¿Y ahora quién paga por ellos?

Manauri Jorge

Todos los que somos padres y madres –de verdad- coincidimos en que desde que esa criatura sale del vientre y le cargas, la vida te cambia rotundamente. Dejas de darle abono al egoísmo natural de la juventud y pasas a un estado donde, antes de hacer o decir cualquier cosa, priorizas a tu hijo. Ya no eres Fulano, sino el papá o mamá de Fulanito.

Este conato de prólogo no es causalidad, lo adjunto para contextualizar lo que sucede ahora con el o los supuestos hijos de Rubén, conocido como “Moreno 27” o “Rubencito”. ¿Quién es él? Se le vincula directamente con la muerte de un oficial en mayo pasado y era perseguido por la Policía Nacional. Lo encontraron hace unos días en una casa en el residencial Carmen Renata III, del sector de Los Girasoles, en el Distrito Nacional.

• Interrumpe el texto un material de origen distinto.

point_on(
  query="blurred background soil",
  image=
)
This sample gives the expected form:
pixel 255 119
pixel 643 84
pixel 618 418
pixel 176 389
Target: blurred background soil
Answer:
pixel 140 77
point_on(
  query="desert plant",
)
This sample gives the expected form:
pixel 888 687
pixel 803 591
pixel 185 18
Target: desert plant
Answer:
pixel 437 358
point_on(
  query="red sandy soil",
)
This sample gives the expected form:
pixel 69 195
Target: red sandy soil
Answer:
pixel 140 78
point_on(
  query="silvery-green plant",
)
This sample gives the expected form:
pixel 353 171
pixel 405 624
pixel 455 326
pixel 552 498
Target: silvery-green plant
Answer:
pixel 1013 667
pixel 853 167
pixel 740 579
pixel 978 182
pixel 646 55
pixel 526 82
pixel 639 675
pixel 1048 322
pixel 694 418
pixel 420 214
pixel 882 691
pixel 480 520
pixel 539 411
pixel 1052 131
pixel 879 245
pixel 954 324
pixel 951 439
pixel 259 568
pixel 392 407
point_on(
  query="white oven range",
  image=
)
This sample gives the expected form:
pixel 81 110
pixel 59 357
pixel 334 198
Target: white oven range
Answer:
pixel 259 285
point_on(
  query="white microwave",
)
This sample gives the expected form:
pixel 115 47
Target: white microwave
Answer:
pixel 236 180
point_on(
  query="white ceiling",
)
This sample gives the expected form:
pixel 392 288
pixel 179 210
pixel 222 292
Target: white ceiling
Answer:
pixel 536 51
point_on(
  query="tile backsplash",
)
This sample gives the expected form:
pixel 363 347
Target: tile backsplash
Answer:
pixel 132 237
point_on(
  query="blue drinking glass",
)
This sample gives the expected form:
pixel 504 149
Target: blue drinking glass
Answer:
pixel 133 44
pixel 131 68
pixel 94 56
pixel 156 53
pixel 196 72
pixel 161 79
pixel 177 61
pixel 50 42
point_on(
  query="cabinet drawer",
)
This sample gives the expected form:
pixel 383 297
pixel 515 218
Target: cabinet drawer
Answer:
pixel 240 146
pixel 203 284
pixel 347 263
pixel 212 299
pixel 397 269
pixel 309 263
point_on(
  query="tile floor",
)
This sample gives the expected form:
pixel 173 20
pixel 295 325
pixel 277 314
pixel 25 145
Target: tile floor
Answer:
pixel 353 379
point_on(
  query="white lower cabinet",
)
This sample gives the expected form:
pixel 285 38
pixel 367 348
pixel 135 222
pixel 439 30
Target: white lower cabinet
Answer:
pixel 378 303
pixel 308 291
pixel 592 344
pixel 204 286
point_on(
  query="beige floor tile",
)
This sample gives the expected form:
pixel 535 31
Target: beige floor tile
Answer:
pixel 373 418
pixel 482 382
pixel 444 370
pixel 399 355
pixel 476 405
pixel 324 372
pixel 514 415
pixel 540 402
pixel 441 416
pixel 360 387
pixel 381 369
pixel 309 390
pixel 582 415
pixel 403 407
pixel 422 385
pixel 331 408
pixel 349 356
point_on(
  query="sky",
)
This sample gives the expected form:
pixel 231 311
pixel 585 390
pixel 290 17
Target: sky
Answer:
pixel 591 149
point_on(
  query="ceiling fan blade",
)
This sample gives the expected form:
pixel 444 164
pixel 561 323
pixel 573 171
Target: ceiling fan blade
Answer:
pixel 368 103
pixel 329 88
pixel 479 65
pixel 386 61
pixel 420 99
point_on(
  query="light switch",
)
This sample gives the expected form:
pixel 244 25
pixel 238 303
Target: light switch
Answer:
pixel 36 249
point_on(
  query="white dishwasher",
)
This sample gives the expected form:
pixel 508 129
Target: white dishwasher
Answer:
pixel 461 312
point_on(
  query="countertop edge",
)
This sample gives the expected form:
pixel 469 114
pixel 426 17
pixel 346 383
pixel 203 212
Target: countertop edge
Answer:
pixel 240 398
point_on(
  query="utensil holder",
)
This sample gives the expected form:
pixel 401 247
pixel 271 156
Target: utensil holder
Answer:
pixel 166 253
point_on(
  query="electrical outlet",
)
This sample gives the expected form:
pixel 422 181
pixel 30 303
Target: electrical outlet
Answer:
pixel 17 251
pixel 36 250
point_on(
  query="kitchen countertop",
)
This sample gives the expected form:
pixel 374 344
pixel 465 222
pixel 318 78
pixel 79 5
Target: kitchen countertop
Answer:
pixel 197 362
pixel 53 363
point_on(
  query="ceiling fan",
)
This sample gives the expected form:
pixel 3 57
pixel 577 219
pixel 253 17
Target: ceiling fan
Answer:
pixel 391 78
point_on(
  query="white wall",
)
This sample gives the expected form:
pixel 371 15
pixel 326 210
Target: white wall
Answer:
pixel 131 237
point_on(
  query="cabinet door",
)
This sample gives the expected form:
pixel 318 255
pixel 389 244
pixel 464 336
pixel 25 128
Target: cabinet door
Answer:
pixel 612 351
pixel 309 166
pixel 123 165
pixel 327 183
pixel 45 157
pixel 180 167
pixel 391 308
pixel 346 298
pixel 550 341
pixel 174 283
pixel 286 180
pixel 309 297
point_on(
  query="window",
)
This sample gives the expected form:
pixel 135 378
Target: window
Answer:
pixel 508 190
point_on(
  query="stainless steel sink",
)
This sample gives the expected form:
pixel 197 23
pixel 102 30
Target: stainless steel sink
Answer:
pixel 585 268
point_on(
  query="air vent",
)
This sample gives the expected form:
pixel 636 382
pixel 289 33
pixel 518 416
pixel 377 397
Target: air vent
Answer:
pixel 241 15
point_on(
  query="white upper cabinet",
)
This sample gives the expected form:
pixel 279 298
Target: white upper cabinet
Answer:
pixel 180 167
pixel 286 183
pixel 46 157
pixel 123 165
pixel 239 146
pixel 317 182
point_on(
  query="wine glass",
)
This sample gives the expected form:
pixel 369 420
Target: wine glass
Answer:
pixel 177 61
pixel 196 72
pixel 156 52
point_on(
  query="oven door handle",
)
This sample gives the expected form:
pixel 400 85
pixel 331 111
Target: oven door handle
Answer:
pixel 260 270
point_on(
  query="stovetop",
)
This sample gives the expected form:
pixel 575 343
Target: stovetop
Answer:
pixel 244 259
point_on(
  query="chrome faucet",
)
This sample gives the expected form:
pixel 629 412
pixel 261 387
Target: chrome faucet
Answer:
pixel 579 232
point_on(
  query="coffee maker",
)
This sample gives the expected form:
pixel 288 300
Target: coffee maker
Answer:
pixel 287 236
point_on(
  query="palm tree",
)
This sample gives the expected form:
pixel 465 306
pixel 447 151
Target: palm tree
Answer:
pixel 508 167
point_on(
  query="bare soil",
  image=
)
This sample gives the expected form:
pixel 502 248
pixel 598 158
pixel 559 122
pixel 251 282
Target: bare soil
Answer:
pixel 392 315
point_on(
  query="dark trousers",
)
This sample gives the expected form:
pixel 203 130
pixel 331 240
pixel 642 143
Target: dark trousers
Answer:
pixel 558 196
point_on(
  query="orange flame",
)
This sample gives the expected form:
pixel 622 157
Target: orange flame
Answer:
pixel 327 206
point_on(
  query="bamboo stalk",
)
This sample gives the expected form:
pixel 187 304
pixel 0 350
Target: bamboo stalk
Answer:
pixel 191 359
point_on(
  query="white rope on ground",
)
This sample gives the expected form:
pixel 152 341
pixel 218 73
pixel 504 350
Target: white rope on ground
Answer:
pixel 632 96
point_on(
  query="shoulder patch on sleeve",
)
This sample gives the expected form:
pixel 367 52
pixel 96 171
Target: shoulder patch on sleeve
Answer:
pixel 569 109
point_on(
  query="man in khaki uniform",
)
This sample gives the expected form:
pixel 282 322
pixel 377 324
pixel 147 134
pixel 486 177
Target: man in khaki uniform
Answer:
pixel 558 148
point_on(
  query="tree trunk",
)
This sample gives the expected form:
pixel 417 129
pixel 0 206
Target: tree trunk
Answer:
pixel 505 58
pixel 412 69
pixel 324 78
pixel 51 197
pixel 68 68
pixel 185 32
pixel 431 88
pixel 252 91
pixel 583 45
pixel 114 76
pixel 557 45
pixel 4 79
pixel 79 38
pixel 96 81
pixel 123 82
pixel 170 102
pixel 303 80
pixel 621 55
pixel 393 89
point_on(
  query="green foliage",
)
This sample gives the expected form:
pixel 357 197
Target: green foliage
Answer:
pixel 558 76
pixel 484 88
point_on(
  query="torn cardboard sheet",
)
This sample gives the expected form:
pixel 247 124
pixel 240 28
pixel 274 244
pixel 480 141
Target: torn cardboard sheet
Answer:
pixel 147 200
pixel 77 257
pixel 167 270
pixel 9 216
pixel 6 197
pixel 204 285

El problema llega cuando los agentes dan rienda a suelta a sus gatillos y matan al antes prófugo. El contexto en que lo hicieron deja mucho por reflexionar porque fue en frente de niños. En la habitación donde estaba el señalado había dos infantes que se pueden ver en un video transmitido en vivo por el hoy occiso y fueron testigos de la ejecución. Lloraban, mucho.

La Policía Nacional informó que Rubencito se había resistido al arresto y se produjo un intercambio de disparos que dio al traste con su muerte, sin embargo, en los videos –que gracias a la nueva comunicación existen- se confirma la falsedad de esa versión. Nunca se vio el arma HS200, calibre 9 mm, que dicen tenía y en uno de los tres videos que hay se ve cómo lo sacan esposado y luego lo regresan a la habitación donde posteriormente lo ejecutaron.

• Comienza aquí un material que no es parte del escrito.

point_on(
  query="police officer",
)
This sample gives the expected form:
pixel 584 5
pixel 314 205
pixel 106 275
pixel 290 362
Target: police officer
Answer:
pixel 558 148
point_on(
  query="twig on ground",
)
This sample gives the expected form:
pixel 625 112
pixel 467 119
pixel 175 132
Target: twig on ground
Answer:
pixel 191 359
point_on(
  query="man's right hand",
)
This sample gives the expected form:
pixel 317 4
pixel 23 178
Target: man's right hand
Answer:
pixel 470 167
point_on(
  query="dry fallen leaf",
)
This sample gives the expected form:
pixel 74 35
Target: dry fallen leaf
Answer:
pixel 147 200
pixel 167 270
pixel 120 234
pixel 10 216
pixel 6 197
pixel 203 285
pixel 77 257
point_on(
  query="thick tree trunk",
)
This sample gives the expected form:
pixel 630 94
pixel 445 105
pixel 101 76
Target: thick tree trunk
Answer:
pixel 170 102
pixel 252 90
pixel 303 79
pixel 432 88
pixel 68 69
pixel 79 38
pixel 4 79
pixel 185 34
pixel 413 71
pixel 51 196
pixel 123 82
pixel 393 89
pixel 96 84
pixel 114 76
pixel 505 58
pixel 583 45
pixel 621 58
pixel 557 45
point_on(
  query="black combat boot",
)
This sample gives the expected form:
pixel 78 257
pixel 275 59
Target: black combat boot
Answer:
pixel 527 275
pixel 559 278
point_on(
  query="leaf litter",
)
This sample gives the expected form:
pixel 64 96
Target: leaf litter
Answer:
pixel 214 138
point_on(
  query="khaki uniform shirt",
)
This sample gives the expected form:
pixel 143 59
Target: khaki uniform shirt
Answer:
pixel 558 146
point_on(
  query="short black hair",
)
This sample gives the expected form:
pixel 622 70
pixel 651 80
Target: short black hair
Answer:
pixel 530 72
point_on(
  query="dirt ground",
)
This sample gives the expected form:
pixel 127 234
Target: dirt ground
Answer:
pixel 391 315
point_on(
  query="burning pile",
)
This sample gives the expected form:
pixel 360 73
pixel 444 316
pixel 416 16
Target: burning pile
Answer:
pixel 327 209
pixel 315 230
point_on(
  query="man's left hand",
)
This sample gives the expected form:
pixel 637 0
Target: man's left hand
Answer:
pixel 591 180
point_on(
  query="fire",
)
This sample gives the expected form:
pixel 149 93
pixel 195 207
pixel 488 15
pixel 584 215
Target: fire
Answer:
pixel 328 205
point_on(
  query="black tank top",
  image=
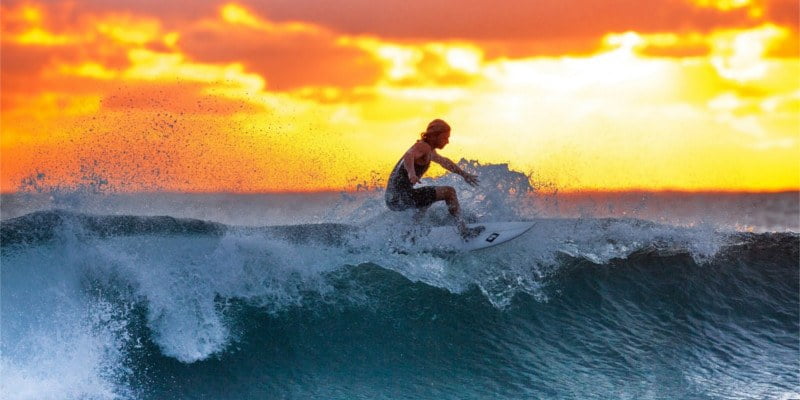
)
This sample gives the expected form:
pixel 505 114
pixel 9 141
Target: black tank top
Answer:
pixel 399 180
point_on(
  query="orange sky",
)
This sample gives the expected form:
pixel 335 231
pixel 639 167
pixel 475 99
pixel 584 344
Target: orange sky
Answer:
pixel 316 95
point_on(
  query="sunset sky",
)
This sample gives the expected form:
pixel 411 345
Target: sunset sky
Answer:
pixel 298 95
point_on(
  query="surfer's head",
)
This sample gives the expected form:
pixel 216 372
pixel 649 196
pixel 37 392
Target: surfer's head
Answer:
pixel 437 134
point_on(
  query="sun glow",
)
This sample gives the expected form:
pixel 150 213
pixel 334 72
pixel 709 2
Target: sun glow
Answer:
pixel 175 104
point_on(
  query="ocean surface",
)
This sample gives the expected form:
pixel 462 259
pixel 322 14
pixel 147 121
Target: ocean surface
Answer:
pixel 304 296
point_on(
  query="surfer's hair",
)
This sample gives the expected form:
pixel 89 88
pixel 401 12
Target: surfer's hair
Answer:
pixel 435 128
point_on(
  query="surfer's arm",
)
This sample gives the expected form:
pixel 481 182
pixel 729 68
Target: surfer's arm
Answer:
pixel 449 165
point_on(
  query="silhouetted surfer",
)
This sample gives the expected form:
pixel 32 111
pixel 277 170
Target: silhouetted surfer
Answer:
pixel 400 191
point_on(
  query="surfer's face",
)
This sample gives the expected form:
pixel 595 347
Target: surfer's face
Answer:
pixel 442 140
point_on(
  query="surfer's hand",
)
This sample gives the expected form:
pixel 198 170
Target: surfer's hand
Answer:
pixel 472 180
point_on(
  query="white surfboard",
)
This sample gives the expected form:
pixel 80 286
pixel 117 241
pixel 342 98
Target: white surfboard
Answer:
pixel 447 238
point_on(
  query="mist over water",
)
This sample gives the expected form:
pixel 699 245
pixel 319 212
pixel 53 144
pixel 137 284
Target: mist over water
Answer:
pixel 630 295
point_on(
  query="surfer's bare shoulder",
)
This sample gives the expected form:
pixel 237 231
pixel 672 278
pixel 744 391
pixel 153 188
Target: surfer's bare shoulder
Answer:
pixel 420 149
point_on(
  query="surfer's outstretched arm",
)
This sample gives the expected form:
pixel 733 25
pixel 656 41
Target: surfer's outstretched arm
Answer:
pixel 449 165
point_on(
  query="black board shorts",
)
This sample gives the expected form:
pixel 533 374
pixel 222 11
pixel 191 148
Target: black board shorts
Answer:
pixel 404 199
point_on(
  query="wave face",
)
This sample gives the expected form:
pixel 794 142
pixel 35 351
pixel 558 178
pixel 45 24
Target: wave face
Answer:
pixel 110 296
pixel 159 307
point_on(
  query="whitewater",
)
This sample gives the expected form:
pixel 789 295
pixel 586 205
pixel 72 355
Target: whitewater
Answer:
pixel 106 295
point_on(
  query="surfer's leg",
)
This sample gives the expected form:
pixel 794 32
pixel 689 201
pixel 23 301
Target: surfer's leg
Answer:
pixel 448 194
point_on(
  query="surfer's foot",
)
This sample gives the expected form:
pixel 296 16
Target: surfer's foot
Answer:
pixel 471 233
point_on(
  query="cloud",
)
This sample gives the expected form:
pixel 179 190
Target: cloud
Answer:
pixel 287 56
pixel 509 20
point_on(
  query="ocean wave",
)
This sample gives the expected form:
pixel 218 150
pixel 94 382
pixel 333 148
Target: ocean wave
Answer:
pixel 141 302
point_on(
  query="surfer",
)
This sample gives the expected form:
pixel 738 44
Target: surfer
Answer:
pixel 400 191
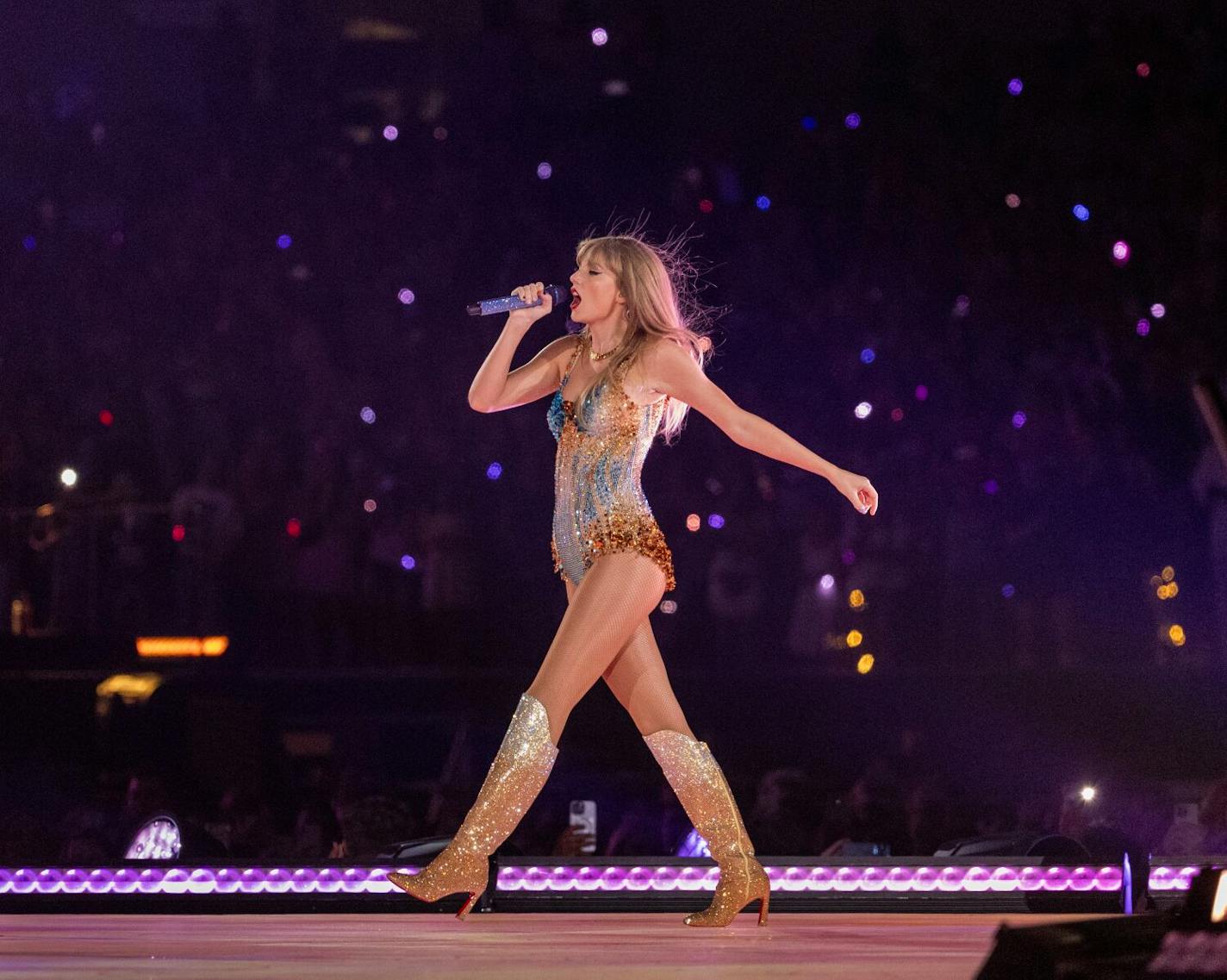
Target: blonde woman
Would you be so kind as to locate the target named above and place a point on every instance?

La madre de los menores que estaban en la habitación asegura que sus hijos están traumados, y con razón. Si para un adulto ver una ejecución es algo impactante, imagina lo que sería para un infante. ¿Los policías que cometieron el hecho no se percataron de eso? No pueden alegar que no sabían de los niños porque el fallecido lo anunció varias veces y cuando entraron a la habitación pudieron verlos.

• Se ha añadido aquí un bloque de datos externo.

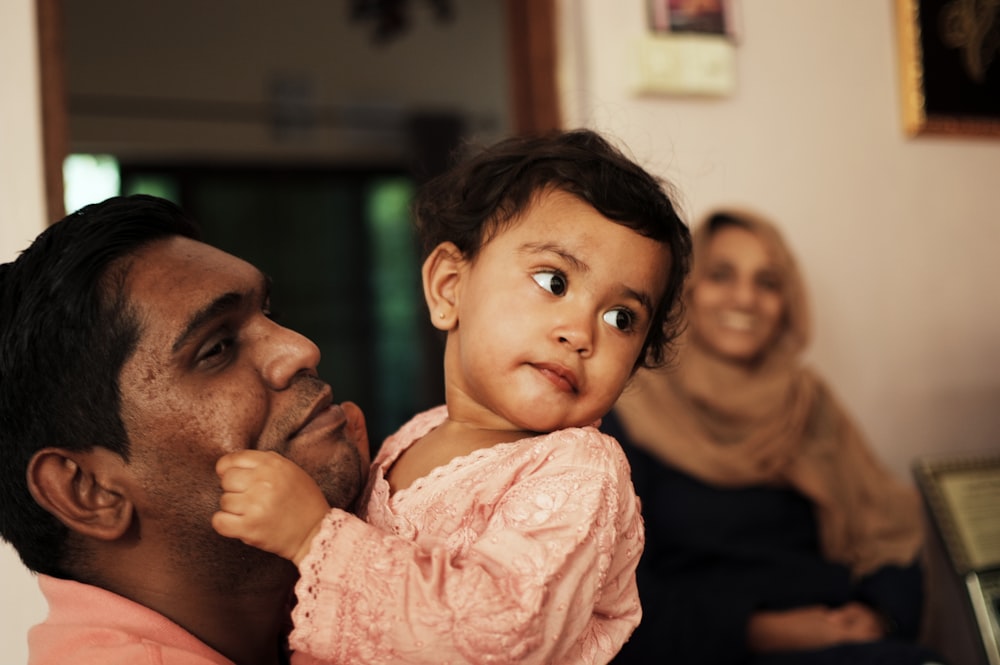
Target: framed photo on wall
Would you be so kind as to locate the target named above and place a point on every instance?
(950, 66)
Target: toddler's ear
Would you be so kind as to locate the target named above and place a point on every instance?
(442, 274)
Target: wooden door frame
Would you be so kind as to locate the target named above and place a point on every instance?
(52, 90)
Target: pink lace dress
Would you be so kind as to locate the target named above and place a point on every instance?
(522, 553)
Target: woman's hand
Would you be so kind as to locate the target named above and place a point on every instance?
(813, 627)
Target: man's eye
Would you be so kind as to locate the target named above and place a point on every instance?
(219, 348)
(620, 318)
(552, 281)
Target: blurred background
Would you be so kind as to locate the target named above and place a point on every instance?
(296, 133)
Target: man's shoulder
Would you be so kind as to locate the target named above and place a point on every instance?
(90, 625)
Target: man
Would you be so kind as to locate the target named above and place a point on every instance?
(132, 356)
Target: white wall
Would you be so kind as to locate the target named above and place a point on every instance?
(897, 236)
(21, 219)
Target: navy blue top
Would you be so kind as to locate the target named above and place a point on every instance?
(714, 556)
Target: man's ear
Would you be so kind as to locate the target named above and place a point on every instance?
(82, 490)
(442, 274)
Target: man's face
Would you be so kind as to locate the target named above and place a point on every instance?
(213, 373)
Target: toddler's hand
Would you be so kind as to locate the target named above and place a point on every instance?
(268, 502)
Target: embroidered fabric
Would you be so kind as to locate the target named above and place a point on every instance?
(519, 553)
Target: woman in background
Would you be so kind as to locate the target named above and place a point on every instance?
(774, 535)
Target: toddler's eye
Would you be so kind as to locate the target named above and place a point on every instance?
(552, 281)
(620, 318)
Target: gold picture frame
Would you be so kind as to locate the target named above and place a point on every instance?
(949, 53)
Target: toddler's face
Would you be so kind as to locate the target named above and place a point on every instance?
(551, 317)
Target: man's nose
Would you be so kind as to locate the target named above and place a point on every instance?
(284, 354)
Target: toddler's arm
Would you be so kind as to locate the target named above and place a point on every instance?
(268, 502)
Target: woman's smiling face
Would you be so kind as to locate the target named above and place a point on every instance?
(737, 306)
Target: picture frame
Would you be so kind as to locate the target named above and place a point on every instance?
(949, 53)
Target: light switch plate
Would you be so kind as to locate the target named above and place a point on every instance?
(684, 65)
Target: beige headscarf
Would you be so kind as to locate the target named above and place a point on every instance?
(774, 423)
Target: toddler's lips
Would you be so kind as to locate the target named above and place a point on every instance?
(559, 376)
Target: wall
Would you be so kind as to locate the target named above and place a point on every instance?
(896, 236)
(21, 219)
(202, 84)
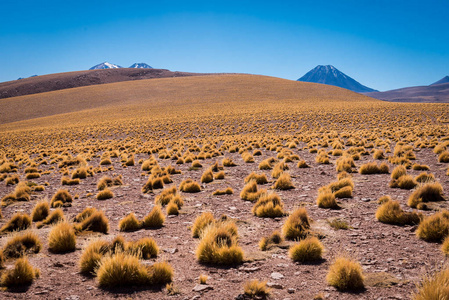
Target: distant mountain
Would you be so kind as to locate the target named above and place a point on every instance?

El caso todavía es más grave porque hay otro de cinco años herido. Se trata del hijo del capitán de navío Augusto Lizardo, el oficial por el que buscaban a Rubencito porque supuestamente fue uno de los asaltantes que en mayo pasado lo hirieron de bala cuando se disponía entrar a su residencia acompañado de su pequeño, herido en el pie derecho.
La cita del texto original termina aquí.